Diagenèse et variation du rapport isotopique des foraminifères

30/03/2004

Cyril Langlois

AGPR à l'ENS-Lyon

Emmanuelle Puceat

ATER à l'ENS-Lyon

Florence Kalfoun

ENS de Lyon / DGESCO

Résumé

Incidence des processus diagénétiques sur les valeurs des rapports isotopiques.


Table des matières

Question

« J'ai eu une question fort pertinente d'une élève de terminale : au cours du processus de fossilisation des Foraminifères, le teneur en isotopes ne peut-elle pas subir de variations ? Ainsi qu'en serait-il du lien avec la température ? »

Réponse

Le problème de l'altération diagénétique des foraminifères extraits des carottes sédimentaires et utilisés pour les mesures isotopiques est bien réel. Mais cette altération est difficile à estimer. Il semble cependant qu'elle ait été insuffisamment prise en compte jusqu'à récemment, comme le montre un article récent, que l'on va utiliser ici pour répondre.

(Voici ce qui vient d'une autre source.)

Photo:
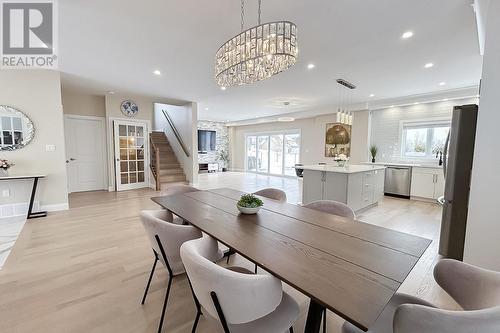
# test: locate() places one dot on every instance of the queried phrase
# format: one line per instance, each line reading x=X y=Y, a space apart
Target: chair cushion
x=280 y=320
x=385 y=320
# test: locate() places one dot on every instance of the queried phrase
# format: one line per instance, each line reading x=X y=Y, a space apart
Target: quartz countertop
x=350 y=168
x=416 y=165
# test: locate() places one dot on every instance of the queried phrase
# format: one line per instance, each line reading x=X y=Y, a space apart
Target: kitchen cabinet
x=427 y=183
x=357 y=186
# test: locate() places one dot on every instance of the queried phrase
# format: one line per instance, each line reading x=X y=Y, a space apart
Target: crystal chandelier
x=257 y=53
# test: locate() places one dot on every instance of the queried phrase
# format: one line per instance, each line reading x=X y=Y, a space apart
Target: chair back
x=473 y=288
x=171 y=236
x=242 y=297
x=272 y=193
x=332 y=207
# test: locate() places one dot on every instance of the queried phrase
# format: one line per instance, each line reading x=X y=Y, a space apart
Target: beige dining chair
x=234 y=297
x=272 y=193
x=166 y=239
x=475 y=289
x=334 y=208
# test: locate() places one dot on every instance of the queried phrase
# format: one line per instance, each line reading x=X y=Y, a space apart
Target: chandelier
x=257 y=53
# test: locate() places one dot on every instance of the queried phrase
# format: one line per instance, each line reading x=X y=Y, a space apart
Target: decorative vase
x=248 y=210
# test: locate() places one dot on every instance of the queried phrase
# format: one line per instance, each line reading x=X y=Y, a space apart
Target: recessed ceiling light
x=286 y=119
x=407 y=34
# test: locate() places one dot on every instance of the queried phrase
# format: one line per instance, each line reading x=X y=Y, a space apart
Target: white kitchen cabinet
x=359 y=187
x=427 y=183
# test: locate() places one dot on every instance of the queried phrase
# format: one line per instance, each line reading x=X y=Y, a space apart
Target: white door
x=131 y=154
x=85 y=153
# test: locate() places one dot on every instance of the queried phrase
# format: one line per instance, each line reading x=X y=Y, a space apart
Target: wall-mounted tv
x=206 y=141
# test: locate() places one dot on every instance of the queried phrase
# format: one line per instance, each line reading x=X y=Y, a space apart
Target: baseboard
x=55 y=207
x=21 y=208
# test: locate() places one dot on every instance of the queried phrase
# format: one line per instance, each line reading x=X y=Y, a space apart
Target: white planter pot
x=246 y=210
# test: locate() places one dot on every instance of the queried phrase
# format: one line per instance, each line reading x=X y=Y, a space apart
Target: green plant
x=224 y=156
x=250 y=201
x=373 y=151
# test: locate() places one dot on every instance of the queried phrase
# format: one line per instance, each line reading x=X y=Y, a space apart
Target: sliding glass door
x=273 y=153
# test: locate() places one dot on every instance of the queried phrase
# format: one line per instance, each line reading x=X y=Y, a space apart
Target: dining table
x=349 y=267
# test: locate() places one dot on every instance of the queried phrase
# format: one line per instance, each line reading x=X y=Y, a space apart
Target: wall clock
x=129 y=108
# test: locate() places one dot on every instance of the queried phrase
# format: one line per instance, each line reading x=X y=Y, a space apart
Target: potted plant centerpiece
x=373 y=152
x=4 y=167
x=249 y=204
x=341 y=160
x=224 y=157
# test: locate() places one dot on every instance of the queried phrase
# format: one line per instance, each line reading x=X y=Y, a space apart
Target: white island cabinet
x=358 y=186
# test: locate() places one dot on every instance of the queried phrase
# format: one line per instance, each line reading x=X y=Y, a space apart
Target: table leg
x=314 y=315
x=32 y=215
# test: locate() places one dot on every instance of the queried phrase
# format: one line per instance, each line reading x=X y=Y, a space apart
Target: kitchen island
x=358 y=186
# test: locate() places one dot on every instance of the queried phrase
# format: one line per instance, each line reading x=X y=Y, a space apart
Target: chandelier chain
x=260 y=2
x=242 y=14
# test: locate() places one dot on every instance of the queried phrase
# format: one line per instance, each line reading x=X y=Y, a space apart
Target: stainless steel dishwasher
x=397 y=181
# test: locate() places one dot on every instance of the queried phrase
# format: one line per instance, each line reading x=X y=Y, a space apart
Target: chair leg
x=149 y=281
x=195 y=325
x=165 y=304
x=324 y=321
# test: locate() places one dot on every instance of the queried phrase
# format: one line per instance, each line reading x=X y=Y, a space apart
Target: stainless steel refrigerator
x=457 y=157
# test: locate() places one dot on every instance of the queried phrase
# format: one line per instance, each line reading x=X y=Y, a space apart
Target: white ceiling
x=117 y=44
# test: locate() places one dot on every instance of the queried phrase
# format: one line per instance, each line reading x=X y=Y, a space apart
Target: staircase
x=164 y=164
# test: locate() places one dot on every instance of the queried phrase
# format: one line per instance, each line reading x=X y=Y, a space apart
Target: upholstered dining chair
x=272 y=193
x=475 y=289
x=166 y=239
x=334 y=208
x=235 y=298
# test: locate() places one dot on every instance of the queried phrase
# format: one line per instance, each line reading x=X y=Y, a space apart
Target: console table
x=35 y=178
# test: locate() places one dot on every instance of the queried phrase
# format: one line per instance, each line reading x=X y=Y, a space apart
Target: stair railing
x=155 y=162
x=176 y=133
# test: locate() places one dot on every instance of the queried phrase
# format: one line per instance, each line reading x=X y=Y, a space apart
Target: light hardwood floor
x=84 y=270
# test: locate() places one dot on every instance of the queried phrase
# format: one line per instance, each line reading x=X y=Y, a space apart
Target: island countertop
x=350 y=168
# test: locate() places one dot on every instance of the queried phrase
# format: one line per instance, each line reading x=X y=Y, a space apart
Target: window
x=423 y=140
x=273 y=153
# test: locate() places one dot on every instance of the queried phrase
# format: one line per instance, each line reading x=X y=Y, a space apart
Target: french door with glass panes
x=274 y=153
x=131 y=151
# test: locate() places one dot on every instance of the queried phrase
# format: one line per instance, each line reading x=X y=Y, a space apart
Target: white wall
x=385 y=124
x=37 y=93
x=185 y=119
x=312 y=130
x=482 y=242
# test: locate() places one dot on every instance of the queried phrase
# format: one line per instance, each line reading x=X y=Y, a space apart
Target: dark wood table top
x=352 y=268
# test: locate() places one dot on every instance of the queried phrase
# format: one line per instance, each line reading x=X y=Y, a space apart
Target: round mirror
x=16 y=129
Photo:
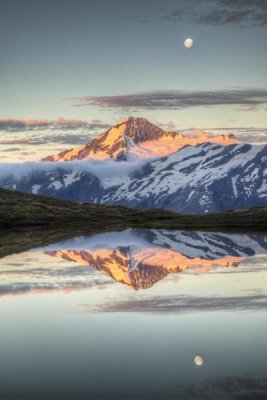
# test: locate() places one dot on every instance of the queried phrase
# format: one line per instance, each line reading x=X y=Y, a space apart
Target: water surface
x=139 y=314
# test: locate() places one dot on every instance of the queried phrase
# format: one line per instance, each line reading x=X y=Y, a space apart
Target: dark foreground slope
x=23 y=210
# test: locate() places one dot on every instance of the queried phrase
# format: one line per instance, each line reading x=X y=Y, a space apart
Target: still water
x=139 y=314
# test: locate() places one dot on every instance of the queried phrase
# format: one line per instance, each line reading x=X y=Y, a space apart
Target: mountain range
x=136 y=164
x=137 y=138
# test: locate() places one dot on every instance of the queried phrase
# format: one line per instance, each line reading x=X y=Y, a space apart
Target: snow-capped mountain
x=136 y=138
x=196 y=179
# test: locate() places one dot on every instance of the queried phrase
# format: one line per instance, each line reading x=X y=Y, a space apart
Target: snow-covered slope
x=196 y=179
x=136 y=138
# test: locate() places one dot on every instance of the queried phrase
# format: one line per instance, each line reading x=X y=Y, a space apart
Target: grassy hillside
x=23 y=210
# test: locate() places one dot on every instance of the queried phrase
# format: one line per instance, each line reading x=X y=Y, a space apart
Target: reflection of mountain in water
x=136 y=258
x=137 y=268
x=152 y=255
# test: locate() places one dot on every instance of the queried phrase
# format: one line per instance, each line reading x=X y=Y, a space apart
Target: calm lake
x=139 y=314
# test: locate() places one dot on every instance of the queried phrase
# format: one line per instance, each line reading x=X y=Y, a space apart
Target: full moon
x=188 y=43
x=198 y=360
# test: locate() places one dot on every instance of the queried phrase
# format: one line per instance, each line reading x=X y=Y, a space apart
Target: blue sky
x=54 y=53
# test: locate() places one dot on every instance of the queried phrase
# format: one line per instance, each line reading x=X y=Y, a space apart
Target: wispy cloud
x=238 y=13
x=14 y=124
x=176 y=99
x=182 y=304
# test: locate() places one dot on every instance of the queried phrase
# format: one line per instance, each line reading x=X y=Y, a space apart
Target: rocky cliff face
x=136 y=138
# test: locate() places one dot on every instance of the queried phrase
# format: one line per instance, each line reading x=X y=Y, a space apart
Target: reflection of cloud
x=13 y=124
x=175 y=99
x=220 y=12
x=181 y=304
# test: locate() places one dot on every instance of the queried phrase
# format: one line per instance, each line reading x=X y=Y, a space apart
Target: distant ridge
x=21 y=210
x=136 y=138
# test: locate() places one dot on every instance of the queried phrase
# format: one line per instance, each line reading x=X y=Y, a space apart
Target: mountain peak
x=137 y=138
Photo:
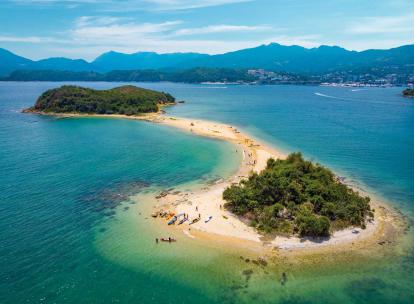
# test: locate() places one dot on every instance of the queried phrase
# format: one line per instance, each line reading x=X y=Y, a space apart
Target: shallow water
x=71 y=229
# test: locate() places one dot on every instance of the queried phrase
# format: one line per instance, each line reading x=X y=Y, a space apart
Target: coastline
x=225 y=226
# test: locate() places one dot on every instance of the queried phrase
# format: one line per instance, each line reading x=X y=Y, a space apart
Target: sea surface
x=75 y=195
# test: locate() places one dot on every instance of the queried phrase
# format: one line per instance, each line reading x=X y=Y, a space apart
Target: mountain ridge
x=273 y=56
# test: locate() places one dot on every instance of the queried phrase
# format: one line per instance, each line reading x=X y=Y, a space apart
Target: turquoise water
x=72 y=231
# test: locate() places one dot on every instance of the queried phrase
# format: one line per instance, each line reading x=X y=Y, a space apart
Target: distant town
x=344 y=78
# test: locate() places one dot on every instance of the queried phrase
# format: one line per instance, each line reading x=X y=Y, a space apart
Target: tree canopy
x=128 y=100
x=297 y=196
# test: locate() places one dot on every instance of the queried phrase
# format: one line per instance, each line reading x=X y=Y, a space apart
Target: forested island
x=408 y=92
x=195 y=75
x=126 y=100
x=297 y=196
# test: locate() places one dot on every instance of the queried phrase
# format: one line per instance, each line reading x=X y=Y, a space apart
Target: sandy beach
x=207 y=202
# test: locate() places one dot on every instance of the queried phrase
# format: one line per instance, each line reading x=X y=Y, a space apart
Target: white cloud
x=122 y=5
x=94 y=30
x=30 y=39
x=221 y=28
x=383 y=25
x=190 y=4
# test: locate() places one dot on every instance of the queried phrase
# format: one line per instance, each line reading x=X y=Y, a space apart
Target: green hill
x=128 y=100
x=297 y=196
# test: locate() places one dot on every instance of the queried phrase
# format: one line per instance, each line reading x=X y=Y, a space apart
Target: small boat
x=170 y=215
x=182 y=221
x=194 y=221
x=172 y=221
x=169 y=240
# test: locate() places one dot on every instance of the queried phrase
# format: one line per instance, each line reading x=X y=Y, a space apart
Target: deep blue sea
x=67 y=188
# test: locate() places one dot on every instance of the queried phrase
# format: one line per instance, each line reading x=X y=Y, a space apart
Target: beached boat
x=170 y=215
x=182 y=221
x=173 y=220
x=169 y=240
x=194 y=221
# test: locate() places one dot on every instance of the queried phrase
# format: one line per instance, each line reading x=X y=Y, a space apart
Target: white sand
x=208 y=201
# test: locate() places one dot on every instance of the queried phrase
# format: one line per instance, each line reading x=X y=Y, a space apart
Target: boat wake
x=327 y=96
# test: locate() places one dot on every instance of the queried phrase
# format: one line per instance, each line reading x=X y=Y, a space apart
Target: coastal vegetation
x=297 y=196
x=127 y=100
x=408 y=92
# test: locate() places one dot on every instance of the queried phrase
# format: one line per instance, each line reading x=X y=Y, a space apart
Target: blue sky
x=86 y=28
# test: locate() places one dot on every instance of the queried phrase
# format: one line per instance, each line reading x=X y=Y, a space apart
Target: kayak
x=194 y=221
x=182 y=221
x=168 y=240
x=173 y=220
x=170 y=215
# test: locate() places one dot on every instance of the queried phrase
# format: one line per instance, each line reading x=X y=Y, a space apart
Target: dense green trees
x=128 y=100
x=295 y=195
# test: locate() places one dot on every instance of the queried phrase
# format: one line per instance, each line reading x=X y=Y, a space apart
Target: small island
x=408 y=93
x=284 y=197
x=296 y=196
x=125 y=100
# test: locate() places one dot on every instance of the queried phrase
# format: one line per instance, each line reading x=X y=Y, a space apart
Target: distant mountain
x=296 y=59
x=10 y=62
x=144 y=60
x=60 y=63
x=291 y=59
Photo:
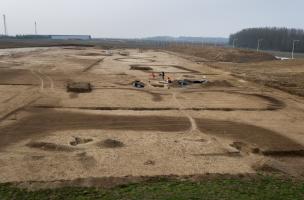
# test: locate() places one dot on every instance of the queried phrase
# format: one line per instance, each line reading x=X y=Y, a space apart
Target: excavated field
x=227 y=125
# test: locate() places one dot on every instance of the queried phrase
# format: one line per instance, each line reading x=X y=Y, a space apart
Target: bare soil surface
x=229 y=125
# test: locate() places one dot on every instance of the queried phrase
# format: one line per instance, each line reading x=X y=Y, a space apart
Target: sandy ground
x=228 y=126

Jusqu'ici, les études utilisant le composition isotopique des foraminifères pour des reconstitutions des températures jugeaient la préservation des échantillons sur la base de leurs critères optiques, c'est-à-dire de leur aspect au microscope électronique à balayage (présence ou non de recristallisation) (figure 1).

Images de foraminifères planctoniques obtenues au microscope électronique à balayage

Figure 1. Images de foraminifères planctoniques obtenues au microscope électronique à balayage

Les images a-f correspondent à des tests bien conservés et contrastent avec celles des tests à texture peu préservée (images g-i). a, Globotruncanita stuarti, Maastrichtien. b, Globigerinatheka index avec épines préservées, Éocène moyen. c, Globoquadrina tripartita, Éocène moyen, coupe transversale dans la paroi montrant une texture microgrenue. d, Globoquadrina tapuriensis, Oligocène inférieur, détail des pores hexagonaux. e, Hantkenina lehneri, Éocène moyen, détail de la base d'une épine tubulaire. f, Guembelitrioides nuttalli, Éocène moyen, base des épines, Éocène moyen. g, Globoquadrina tripartita, Éocène terminal, détail des pores recristallisés. h, Acarinina praetopilensis, Éocène moyen, coupe transversale dans la paroi grossièrement recristallisée. i, Morozovella aragonensis, Éocène moyen, coupe dans la paroi recristallisée.


En effet, le principal biais des valeurs isotopiques pourrait venir de la cristallisation diagénétique de calcite secondaire qui viendrait brouiller les valeurs initiales des tests, puisque cette calcite cristallise alors à des températures différentes de la calcite d'origine. Ainsi, si la calcite secondaire se forme au fond de l'eau, au cours de l'enfouissement, au contact d'eau de fond, froide, les compositions isotopiques seront biaisées vers des valeurs de δ18O plus positives. Inversement, si par exemple des eaux de percolation chaudes circulent dans les sédiments, les valeurs isotopiques risquent d'être diminuées. De même pour les prélèvements dans des sédiments de plate-forme ou de bassin actuellement émergés, où de l'eau météorique, de faible valeur isotopique, a pu percoler.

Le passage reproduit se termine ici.